When students attempt to hide books - that is, when they deliberately secrete a pile of un-checked-out books in a place that only they know so that they alone can gain repeated use of said books - it is mostly found to be Law or Business students (or Law and Business text books at any rate) that are the perpetrators. What are we to make of this?
The messiest book shelves - that is, kind-hearted students have made something like an attempt to return the item to the shelf, but instead have dumped them near but not near enough to were they actually should be. It's a benign dumping, rather than actively trying to stop people use books they want, they stop everyone, including themselves - are almost always to found wherever there are science and medical students. Mathematics students seem to find the classification system especially impossible to follow, maybe it's just too simple?

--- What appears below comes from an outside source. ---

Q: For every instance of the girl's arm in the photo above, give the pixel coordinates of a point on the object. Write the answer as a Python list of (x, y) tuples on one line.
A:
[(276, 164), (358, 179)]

Some helpful students like to write notes on the frontispiece of books, "this one's good!" or "what a load of rubbish!" or point out good work by the author "good start!" sometimes they like to leave hand-written notes, "Recommended Reading." How sweet.
It is a Japanese superstition that when one sneezes it means you are being talked about by someone. Since starting work at the library it seems I've become a regular topic of conversations...
The worst part of the job, taking books off the shelf. Not even to be cleaned or repaired, but simply packed up and sent away. First to an external store and then probable shredding. That I was 'weeding' philosophy books only compounded my ill feeling.